I have updated the graph of the 10-year yield to include all of February’s data. The average yield during February was 150 basis points below January’s average. I was surprised by that result since I really haven’t heard much commentary regarding the yield.
I have a table on the graph which shows the average over the past six months. February had the penultimate average of the six months with only October 2013 being lower. The yield is still within a fairly narrow range since June 24, 2013 of 2.55 and 3.03.
I added a new table today that shows the average over the past six years. The trend from 2009 to 2012 was straight down, but the trend from 2012 to 2014 has been straight up.
I have thought about constructing another view of this graph which shows wave analysis. It would be very complicated, but it is an interesting way to look at data. Here’s how to think of it:
- the current period began June 24, 2013 and has lasted 173 days with a range of 2.55 and 3.03
- a transition period occurred between May 2, 2013 and June 23, 2013 that lasted 36 days
- the previous period began June 1, 2012 and lasted 229 days with a range of 1.47 and 2.06
You get the idea.

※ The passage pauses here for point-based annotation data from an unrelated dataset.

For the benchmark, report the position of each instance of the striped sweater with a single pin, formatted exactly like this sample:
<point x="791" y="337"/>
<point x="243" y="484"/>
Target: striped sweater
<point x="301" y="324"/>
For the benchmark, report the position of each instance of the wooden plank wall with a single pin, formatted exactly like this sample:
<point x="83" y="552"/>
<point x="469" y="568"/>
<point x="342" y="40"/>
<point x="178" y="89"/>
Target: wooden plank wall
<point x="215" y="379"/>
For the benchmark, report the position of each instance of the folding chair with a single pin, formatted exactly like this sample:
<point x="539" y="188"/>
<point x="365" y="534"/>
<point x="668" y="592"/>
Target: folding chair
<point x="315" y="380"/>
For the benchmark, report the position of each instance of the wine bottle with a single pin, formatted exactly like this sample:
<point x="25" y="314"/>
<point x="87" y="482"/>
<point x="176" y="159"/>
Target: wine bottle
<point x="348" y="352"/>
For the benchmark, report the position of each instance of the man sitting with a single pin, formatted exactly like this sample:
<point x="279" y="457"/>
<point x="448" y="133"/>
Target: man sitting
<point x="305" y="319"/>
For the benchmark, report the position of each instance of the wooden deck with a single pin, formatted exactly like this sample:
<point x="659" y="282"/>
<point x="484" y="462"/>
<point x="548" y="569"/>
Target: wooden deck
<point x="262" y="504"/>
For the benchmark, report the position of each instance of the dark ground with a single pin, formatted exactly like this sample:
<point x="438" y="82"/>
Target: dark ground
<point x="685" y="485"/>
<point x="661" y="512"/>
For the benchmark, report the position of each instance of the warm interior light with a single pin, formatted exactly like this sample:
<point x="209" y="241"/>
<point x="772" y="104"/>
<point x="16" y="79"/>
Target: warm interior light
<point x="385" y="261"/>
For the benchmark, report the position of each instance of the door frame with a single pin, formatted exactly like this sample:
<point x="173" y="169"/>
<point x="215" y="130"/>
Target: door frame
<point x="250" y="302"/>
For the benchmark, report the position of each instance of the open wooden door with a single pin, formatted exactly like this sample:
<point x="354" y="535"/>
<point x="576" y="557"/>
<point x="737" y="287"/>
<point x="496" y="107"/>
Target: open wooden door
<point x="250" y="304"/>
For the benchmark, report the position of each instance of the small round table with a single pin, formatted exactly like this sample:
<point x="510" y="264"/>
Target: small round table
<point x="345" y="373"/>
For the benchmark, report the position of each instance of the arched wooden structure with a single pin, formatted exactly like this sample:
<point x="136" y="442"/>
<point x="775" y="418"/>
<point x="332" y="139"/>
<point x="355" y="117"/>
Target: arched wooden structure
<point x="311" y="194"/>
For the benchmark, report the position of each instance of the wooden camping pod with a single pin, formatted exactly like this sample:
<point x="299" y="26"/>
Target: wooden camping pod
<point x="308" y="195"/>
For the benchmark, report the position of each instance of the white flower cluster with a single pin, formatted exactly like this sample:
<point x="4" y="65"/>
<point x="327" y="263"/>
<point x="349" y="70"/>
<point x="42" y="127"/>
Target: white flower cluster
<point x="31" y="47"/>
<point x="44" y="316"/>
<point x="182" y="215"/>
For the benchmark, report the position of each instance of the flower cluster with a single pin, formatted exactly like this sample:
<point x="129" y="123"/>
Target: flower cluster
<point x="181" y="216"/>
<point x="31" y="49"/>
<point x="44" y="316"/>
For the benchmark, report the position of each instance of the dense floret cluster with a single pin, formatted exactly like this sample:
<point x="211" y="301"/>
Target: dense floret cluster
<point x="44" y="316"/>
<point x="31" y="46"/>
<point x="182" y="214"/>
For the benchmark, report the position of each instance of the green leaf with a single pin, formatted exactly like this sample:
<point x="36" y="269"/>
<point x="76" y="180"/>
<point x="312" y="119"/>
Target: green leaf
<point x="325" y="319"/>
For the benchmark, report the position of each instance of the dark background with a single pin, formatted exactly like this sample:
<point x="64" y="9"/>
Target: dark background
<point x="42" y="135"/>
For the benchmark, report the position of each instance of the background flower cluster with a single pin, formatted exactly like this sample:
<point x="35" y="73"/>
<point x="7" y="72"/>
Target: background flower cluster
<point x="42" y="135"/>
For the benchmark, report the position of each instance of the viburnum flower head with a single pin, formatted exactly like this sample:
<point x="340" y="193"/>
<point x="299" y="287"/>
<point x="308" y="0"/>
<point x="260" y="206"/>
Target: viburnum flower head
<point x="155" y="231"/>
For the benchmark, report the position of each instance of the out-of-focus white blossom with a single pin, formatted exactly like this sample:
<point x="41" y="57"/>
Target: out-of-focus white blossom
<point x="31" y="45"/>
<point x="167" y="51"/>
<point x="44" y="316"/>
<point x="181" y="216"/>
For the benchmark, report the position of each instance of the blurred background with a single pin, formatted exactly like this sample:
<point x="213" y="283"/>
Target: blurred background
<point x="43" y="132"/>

Defined range periods have an indeterminate length. Transition periods are sharp movements between defined range periods and are typically short in duration. The current wave pattern seems to have begun during the fourth quarter of 2008. I will continue to look over this graph to see if there is more interesting patterns.
Note: After thinking about it some, I decided to give it a go. There hasn’t been that many changes in the data since 2008. I updated the graph to include some color depicting what period the data is in. Blue data indicate periods of stability. Red data indicate transition periods. Green data indicate wave-based transition periods. Wave-based transitions are typically slower and involve opposite directions movements of minor-period length. There are currently three green waves in the graph and you can see the saw-tooth pattern of the line.